🤖 AI Summary
This study addresses the scarcity of training data for fault diagnosis in safety-critical cyber-physical systems such as aviation, which stems from data privacy constraints and partial observability. To this end, the authors develop a high-fidelity, physics-based co-simulation model of an aircraft main fuel pump using MATLAB/Simulink Simscape Fluids and, for the first time, publicly release a time-series simulation benchmark dataset annotated with both healthy and fault modes. By integrating an RNN-VAE for unsupervised anomaly detection and a SOM-VAE for operational condition discretization, the experimental results effectively distinguish between healthy and faulty states.

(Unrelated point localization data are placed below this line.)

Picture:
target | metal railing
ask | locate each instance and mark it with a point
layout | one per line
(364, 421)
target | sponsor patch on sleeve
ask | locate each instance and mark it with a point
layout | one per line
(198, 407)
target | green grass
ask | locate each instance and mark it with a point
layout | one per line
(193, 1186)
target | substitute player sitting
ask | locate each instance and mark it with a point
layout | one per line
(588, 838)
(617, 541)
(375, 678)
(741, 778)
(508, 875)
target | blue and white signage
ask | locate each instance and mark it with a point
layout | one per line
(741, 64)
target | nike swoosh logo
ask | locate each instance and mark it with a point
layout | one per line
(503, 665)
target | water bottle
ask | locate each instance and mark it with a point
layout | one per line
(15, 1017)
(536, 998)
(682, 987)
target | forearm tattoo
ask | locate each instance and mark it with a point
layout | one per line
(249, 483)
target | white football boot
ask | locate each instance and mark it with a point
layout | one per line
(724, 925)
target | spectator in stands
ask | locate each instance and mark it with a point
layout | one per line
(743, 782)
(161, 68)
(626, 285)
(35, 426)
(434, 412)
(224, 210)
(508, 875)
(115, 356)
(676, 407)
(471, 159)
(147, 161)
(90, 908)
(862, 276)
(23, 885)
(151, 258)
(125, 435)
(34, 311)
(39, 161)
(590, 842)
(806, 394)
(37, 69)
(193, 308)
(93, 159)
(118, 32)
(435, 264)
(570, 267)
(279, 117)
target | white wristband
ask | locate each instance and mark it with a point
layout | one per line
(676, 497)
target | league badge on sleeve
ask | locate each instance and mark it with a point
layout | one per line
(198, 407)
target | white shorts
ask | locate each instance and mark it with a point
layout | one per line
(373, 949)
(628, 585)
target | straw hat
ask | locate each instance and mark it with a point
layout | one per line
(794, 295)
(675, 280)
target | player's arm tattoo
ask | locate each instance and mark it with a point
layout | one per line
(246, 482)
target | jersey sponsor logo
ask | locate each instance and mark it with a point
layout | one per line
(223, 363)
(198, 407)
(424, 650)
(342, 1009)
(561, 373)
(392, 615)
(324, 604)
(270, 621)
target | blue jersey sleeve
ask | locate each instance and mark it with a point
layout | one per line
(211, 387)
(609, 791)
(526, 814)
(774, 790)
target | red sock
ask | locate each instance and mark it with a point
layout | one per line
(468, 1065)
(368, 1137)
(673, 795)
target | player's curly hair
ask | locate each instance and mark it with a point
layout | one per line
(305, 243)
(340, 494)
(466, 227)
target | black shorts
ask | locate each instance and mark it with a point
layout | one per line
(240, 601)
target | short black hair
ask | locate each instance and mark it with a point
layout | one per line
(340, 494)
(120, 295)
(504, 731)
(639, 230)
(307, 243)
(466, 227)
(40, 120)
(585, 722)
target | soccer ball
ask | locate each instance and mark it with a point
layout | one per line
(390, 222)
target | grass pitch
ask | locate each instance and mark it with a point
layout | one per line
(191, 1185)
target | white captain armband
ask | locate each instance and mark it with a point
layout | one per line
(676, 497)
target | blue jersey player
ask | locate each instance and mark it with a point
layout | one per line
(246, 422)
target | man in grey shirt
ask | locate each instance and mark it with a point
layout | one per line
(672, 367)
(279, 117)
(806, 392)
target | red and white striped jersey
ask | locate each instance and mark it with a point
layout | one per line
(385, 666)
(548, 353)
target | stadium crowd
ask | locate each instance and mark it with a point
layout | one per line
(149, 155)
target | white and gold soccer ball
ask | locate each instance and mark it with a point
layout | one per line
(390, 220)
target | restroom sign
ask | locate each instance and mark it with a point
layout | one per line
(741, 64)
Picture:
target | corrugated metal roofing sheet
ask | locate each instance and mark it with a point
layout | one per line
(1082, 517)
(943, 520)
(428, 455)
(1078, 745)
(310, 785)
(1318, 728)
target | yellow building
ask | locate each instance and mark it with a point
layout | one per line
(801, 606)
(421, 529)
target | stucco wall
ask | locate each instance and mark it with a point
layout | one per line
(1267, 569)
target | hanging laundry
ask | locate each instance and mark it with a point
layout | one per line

The findings validate the feasibility and practical utility of the proposed dataset in supporting data-driven fault diagnosis research.
📝 Abstract
In many cyber-physical systems, especially in critical applications such as aeroplanes, data to train anomaly detection and diagnosis algorithms is lacking due to data protection issues and partial observability. To combat this inherent lack of data, we introduce a high-fidelity, physics-informed co-simulation of a common aircraft main-fuel-pump system modelled in \textsc{MATLAB/Simulink Simscape Fluids}. We also describe its generated time-series data with health and fault mode annotations. To show feasibility of our benchmark, we apply an unsupervised Recurrent Variational Autoencoder (RNN-VAE) for anomaly detection and a SOM-VAE for operating mode discretization, trained to separate healthy and faulty conditions.